His time in Minny was both good and bad. Those Minnesota teams were pretty awful, which gave Brewer a chance to really get some serious playing time early in his career. Unfortunately he missed most of his second season due to injury, and despite showing flashes of potential, never really seemed to put it together in his first stint up north. Despite the fact that he started every game in the 2009-10 season and averaged 13 points per game while showing a penchant for really quality defense, Minnesota included him as part of the three-team Carmelo Anthony trade, and the Knicks immediately waived him.
That is how Dallas was fortunate enough to sign a talented young player in his fourth season to a roster mostly known for savvy vets. In many ways, he was my Chandler Parsons before Chandler Parsons became a thing.
I quickly fell in love with Brewer, even though Carlisle almost never played him. I figured he was the Mavs' shooting guard of the future. He was only 24 years old, was a quality perimeter defender, and had a tremendous amount of potential on the offensive end with his athleticism and lanky 6-9 frame. Plus he genuinely seemed like a fun guy. He was always laughing and had just the goofiest grin. And those dunks! Brewer was going to be fun for years to come.
The eight minutes of awesome he contributed in the Mavs' Game 1 comeback against the defending champion LA Lakers only fueled the fire for my boundless optimism about Brewer's future with the Mavs. (Doyle recently wrote an excellent piece on Brewer and that game for Mavs Moneyball's Championship Week). Alas, it wasn't meant to be.
My most vivid memory related to Corey Brewer is the pure and utter hatred I felt for Mark Cuban when Brewer was traded away for nothing because Cuban thought he could outsmart the rest of the league on the new CBA. Cuban decided that cap space was more valuable than a talented, unique young player on an affordable contract. I seriously ranted about this for days afterwards. I was already frustrated that we passed on drafting Jordan Hamilton (who I was really high on leading up to that draft) for Rudy Fernandez, who I always hated. And then Cuban turned both Brewer and Fernandez into a piddly 2016 second round pick.

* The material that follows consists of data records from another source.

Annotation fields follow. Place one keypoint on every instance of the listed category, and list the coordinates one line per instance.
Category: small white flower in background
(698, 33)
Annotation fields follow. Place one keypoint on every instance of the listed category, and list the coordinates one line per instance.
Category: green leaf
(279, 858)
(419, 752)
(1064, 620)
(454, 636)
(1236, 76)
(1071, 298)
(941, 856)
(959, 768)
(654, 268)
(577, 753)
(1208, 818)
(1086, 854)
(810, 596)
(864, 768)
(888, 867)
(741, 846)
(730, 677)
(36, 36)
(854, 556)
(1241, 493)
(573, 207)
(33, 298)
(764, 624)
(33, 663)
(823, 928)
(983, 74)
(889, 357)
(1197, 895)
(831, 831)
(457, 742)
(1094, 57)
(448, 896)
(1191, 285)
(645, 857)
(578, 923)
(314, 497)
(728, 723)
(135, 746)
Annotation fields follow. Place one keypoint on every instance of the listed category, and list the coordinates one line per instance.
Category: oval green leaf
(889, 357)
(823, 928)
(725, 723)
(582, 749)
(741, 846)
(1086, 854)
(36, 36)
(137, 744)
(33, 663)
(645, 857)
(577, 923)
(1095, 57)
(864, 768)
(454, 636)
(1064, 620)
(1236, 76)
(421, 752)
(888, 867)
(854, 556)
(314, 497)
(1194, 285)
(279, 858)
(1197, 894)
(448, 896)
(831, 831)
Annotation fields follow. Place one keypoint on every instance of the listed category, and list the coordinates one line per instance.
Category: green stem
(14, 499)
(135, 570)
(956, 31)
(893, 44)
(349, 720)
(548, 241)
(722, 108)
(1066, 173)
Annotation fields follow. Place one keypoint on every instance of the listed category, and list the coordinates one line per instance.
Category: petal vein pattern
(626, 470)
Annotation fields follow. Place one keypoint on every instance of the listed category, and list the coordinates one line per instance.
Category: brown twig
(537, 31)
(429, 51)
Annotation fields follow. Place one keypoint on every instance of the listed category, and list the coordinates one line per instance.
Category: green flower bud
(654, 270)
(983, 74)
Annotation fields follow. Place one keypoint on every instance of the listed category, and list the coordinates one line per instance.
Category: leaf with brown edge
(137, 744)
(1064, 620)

As it became increasingly clear that "Plan Powder" was a terrible, horrible, no good plan that basically wasted two years of Dirk's career, losing Brewer became almost akin to letting go of Nash for me. It's something I'll probably never fully forgive Cuban for. This pain was never more strongly felt than when Brewer had that wonderful 51-point, 6-steal game last season.
I admit that Brewer never quite developed into the borderline all-star that I expected him to become back in 2011. He didn't really get opportunities to start in his two seasons with Denver, and while he started all 82 games last year in his second stint with the T-Wolves, consistency has continued to be an issue. Still, he seems like the kind of guy who could've thrived under Carlisle's tutelage, especially given his natural instincts on the defensive end. That's what I tell myself anyway.
But we'll always have that Game 1 spark, right?